L’absence de la France dans la course aux vaccins anti-covid a fait resurgir les critiques sur le trop faible soutien financier accordé à la recherche. Pour Antoine Papiernik, président de Sofinnova Partners, la plus ancienne société de capital-risque en France, l’analyse doit être nuancée : l’environnement est en train d’évoluer favorablement et la crise, en modifiant la hiérarchie des risques et des priorités, devrait relancer l’intérêt des investisseurs pour cet enjeu majeur que constituent les biotechs.
Dans une récente interview, Katalin Kariko, vice-présidente de BioNTech, la biotech allemande pionnière dans les vaccins anti-Covid, expliquait l’absence de succès français par un probable manque de financement. La remarque est récurrente, notamment de la part de chercheurs français partis à l’étranger. Qu’en pensez-vous ?
Il est vrai que les Etats-Unis ont démarré beaucoup plus tôt dans le domaine du capital-risque que la France ou même l’Europe. Mais les critiques actuelles, notamment celles venant de l’extérieur, ignorent le fait que le paysage a considérablement évolué ces cinq dernières années. Chez Sofinnova Partners, nous sommes bien placés pour le savoir car nous investissons sur les deux continents. Notre principal fonds, Sofinnova Capital, reçoit 1 500 dossiers par an tous pays confondus, et beaucoup viennent de France. Nous constatons globalement une hausse croissante de la qualité des entreprises et de leur management, et l’innovation est de même niveau en Europe qu’aux Etats-Unis.
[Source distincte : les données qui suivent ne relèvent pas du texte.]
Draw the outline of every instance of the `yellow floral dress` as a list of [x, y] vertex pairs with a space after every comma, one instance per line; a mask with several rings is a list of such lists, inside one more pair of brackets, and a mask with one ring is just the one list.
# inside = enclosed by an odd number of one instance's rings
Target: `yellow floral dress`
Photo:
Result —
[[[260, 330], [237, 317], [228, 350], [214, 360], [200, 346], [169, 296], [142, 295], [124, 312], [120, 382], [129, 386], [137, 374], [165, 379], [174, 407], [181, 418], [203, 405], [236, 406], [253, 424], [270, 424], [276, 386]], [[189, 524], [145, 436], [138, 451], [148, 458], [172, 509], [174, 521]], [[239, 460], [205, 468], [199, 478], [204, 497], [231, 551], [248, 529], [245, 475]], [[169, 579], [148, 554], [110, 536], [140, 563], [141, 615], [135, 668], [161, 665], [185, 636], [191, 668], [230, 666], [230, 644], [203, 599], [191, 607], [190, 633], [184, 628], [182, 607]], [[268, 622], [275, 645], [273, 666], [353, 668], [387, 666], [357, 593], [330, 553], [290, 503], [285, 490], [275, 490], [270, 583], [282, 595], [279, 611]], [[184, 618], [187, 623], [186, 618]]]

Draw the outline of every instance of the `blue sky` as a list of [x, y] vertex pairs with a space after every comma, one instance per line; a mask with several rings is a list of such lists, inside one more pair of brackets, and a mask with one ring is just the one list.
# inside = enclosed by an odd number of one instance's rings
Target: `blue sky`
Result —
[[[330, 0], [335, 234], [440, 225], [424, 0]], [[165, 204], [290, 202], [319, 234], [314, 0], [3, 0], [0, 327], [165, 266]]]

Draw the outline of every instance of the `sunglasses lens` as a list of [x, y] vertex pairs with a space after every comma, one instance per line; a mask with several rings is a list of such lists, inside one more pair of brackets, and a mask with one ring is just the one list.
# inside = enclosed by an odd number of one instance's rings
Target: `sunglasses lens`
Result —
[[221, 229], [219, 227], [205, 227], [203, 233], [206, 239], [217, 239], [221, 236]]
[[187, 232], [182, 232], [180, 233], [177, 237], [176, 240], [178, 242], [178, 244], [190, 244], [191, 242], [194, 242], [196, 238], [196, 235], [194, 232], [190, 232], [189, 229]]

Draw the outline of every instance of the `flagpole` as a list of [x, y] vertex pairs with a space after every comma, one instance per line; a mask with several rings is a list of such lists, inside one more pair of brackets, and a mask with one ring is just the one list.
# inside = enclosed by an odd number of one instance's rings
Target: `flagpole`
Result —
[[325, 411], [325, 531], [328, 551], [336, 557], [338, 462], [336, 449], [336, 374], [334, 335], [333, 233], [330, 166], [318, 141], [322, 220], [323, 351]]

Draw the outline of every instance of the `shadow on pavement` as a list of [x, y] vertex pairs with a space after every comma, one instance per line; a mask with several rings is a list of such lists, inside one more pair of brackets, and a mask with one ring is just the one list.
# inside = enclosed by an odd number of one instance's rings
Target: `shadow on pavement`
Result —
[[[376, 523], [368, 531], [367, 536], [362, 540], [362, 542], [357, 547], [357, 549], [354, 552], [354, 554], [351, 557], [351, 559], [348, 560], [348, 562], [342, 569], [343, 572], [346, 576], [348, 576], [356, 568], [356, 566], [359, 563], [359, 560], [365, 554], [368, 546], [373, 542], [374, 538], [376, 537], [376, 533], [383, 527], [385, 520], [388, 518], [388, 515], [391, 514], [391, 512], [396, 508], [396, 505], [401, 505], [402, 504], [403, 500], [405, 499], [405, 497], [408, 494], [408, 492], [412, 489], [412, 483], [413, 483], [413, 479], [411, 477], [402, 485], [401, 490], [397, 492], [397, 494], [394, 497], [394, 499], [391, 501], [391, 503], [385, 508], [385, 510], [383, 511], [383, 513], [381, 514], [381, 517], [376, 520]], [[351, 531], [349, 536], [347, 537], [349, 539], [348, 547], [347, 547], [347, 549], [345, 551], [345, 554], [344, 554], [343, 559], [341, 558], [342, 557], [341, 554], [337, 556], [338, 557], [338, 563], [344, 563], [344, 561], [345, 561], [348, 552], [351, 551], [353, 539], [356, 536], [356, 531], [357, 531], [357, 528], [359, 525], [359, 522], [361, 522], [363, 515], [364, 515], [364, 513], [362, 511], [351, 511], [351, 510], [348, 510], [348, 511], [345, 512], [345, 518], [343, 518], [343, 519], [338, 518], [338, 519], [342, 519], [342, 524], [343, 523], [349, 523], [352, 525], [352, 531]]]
De son côté, l’offre de capitaux dans les sciences de la vie a considérablement augmenté. Quand j’ai rejoint Sofinnova Partners en 1997, notre principal fonds, Sofinnova Capital, venait de lever pour son second tour de table 47 millions d’euros. Aujourd’hui nous avons plus de 2 milliards d’euros sous gestion. En parallèle, de nouveaux acteurs du venture capital (VC) sont apparus sur le marché. En conséquence, les levées de fonds pour une série A (l’étape suivant la phase d’amorçage) peuvent désormais atteindre 60-70 millions d’euros, ce qui était inimaginable il y a quelques années.